Gentle readers, I’m not going to do a full political post today but I want to draw your attention to the attack against civilization currently pending before the Senate and encourage you to make your opposition known to your Senators. If the reasons there don’t suffice, then the GOP also looks likely to use it as a vehicle to pack the courts with the sorts of judges who think Donald Trump would make a great president. Those are lifetime appointments, so imagine Judge Trump ruling on your civil rights into the 2060s.
Back to Kansas. We left John Brown finding out that John Junior did him proud by breaking the gag law that the bogus legislature passed outlawing antislavery statements. He went right up to the proslavery man and declared, in as many words, that no one had a right to hold a slave in the territory. Junior dared the proslavery party to come get him. John Brown would have none of that and resolved that no proslavery man would take any son of his. Soon after hearing that news came the free state elections for delegates to the Topeka Convention. Expecting trouble, the Browns arrived armed at the polls in Pottawatomie. No Missourians appeared and no local proslavery men caused any trouble, so Brown stood by while his sons voted. Then everyone went home.

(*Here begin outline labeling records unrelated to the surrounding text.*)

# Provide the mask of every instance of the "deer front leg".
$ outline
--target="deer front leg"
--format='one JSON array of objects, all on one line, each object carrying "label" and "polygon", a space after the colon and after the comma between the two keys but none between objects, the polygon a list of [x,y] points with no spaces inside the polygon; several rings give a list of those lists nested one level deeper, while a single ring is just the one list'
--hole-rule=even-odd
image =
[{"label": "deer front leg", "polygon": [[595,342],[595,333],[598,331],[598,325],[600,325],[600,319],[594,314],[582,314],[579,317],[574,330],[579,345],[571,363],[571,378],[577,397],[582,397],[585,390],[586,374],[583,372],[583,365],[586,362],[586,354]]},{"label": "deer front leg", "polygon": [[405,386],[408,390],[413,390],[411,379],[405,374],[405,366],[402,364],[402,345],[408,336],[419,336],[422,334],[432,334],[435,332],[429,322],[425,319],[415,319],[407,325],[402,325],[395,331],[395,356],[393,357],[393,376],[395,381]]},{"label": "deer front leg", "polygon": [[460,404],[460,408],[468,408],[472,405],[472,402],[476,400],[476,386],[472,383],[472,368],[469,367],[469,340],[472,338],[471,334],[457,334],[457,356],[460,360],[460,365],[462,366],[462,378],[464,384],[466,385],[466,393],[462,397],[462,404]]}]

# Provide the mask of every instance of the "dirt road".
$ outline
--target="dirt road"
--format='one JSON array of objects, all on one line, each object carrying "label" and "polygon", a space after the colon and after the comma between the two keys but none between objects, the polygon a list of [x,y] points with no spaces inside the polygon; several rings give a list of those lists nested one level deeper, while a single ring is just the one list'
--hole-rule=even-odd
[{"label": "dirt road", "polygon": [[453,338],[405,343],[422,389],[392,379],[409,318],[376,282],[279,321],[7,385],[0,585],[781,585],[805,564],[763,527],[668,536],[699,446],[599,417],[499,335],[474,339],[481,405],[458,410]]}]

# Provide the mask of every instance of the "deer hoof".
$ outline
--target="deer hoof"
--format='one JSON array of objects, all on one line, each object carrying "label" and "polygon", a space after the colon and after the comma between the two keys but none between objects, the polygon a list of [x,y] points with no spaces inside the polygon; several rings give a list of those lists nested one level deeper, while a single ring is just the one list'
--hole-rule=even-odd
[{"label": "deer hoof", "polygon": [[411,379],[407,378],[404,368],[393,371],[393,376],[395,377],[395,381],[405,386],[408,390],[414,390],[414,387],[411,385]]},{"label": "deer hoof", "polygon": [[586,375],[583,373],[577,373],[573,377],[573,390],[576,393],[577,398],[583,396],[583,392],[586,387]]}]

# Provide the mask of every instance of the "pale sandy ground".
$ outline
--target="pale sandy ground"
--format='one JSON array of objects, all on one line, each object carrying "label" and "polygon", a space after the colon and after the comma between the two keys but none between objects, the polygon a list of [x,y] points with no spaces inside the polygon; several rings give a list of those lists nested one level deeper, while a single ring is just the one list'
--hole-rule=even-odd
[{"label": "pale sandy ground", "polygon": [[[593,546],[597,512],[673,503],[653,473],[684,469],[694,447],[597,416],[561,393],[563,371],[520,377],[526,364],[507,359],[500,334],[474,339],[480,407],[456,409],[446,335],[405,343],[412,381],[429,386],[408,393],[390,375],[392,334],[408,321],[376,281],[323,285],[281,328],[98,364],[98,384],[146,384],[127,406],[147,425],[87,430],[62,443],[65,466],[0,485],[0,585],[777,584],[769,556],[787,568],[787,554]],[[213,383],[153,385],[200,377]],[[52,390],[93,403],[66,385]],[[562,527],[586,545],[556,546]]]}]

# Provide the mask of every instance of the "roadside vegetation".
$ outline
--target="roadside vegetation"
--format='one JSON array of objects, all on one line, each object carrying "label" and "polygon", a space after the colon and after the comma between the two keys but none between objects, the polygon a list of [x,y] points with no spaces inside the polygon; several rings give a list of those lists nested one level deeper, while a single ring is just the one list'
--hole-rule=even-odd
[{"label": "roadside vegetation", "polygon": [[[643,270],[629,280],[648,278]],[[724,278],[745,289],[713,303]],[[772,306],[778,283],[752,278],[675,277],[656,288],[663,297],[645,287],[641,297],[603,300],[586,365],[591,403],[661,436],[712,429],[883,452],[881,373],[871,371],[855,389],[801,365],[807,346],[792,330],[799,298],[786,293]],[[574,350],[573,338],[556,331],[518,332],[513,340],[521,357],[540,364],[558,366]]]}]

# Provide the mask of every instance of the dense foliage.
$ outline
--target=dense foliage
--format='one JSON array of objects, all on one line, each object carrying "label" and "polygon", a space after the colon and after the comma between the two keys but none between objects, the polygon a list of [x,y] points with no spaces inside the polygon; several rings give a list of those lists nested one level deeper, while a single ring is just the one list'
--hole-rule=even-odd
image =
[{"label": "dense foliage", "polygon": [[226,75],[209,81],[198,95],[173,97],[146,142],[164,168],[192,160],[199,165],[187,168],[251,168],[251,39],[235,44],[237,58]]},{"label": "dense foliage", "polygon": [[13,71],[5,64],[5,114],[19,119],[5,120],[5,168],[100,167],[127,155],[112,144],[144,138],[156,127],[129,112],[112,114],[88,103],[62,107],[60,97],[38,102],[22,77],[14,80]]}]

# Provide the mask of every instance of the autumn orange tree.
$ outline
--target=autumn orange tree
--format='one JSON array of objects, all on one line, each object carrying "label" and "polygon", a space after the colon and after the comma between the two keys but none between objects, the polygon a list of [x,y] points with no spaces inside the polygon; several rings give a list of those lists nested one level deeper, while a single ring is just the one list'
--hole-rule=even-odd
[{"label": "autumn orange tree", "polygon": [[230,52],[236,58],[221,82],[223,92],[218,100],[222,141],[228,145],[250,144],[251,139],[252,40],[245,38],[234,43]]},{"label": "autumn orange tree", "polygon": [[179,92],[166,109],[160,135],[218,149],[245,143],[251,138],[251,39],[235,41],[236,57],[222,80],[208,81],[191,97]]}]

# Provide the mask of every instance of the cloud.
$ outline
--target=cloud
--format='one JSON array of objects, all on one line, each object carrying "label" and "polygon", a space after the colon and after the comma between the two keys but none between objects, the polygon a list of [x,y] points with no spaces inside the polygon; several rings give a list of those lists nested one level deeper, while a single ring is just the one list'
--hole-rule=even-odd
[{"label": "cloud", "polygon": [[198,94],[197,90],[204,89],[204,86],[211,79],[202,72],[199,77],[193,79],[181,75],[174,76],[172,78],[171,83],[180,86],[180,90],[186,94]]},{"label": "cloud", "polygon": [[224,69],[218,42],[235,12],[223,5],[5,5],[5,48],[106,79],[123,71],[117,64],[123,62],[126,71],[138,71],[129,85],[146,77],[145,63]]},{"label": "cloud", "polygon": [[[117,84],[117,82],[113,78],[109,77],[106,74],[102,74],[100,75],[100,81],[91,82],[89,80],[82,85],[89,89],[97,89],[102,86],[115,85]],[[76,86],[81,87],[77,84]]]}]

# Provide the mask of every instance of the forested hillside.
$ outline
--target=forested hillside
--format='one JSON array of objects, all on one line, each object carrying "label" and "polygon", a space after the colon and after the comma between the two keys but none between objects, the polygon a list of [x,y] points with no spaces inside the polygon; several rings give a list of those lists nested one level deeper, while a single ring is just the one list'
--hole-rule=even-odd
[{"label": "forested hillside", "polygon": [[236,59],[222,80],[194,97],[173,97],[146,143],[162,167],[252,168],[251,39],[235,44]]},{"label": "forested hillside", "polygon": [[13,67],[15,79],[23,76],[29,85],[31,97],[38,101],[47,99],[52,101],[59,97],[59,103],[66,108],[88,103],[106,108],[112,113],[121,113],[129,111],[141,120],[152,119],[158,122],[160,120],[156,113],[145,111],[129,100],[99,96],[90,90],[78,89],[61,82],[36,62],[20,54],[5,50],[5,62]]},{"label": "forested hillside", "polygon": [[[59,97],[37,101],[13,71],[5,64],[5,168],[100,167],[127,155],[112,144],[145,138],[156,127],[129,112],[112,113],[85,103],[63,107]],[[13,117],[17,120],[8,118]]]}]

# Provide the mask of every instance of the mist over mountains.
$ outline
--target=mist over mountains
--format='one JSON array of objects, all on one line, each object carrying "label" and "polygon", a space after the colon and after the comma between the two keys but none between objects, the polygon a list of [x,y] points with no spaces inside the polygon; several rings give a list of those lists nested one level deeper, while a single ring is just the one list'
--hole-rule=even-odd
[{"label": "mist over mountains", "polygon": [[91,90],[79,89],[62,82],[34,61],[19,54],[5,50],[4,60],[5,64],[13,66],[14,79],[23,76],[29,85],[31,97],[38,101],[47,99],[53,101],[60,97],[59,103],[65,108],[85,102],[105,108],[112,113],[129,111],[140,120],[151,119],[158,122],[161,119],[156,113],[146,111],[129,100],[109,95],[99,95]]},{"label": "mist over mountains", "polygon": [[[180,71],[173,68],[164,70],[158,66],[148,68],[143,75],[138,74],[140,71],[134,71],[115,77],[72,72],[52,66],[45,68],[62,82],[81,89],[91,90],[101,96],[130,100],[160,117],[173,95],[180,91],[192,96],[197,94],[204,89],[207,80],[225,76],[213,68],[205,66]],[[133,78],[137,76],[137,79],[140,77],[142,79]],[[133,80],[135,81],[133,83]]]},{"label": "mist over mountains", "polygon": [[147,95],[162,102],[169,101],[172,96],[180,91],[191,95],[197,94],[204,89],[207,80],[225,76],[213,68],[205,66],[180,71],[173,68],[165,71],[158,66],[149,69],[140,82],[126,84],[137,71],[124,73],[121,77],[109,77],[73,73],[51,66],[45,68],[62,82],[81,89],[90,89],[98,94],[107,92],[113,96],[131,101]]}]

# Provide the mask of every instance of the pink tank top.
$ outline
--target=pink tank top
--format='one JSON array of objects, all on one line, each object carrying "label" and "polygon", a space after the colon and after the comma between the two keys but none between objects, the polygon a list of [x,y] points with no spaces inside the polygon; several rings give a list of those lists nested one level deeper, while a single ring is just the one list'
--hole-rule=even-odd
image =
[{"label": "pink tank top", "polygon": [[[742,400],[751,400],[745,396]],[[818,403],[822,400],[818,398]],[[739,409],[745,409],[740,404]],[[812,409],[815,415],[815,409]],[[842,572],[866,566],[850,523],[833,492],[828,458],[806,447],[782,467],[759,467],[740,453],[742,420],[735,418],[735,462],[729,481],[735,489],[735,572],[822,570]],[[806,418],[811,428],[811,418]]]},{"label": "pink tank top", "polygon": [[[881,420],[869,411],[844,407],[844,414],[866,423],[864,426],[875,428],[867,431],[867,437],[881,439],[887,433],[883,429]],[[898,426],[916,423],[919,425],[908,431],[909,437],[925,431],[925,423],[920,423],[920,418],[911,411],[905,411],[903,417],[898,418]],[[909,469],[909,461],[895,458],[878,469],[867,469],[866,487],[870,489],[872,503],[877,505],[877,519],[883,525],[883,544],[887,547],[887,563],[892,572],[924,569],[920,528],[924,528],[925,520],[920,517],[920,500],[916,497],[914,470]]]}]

The lack of disturbance at the polls pleased Brown greatly. He wrote his wife that he thought things on the turn in Kansas. The territory has suffered powerfully, but since the Missourians didn’t show they might have had their fill of Kansas. The same optimism that drove Brown into deep debt and failed businesses appeared again. Winter followed the good news and promptly laid the Brown boys up again, with their father the only able-bodied man at Brown’s Station for some time starting in late October. He regretted that that kept him from helping the neighbors as much as he meant to. At the start of November he finally replaced the first tent on the claims with a mud-chinked structure. Salmon recovered enough to help with the second building and things looked up, or at least progressing, again.
For Thanksgiving, not yet a standardized national holiday, Brown called on his brother-in-law, Samuel Adair. With Adair and his wife at Osawatomie, Brown received the news that Kansas pitched toward a great explosion after all. Franklin Coleman, a proslavery man, murdered the antislavery Charles Dow at Hickory Point, ten miles off from Lawrence. Jacob Branson, who had put Dow up before then and served as an officer in the antislavery militia, arranged a meeting to look into the death which Coleman understood as a lynch mob. He ran for shelter with Governor Shannon and Sheriff Samuel Jones, the latter of whom drummed up a posse to arrest Branson on the strength of a warrant that Shannon arranged for him. Free staters led by Samuel Wood sprung Branson from Jones’ custody, at which point he declared Lawrence in a state of rebellion and got Governor Shannon to call out the territorial militia to suppress it. David Rice Atchison and hundreds of Missourians, informed by Jones before he bothered to let Shannon know what happened, decided they could do militia service across the border and started into Kansas bent on a fight. Deeply disturbed, Brown rushed to his sons and dispatched Junior to find out the lay of the land.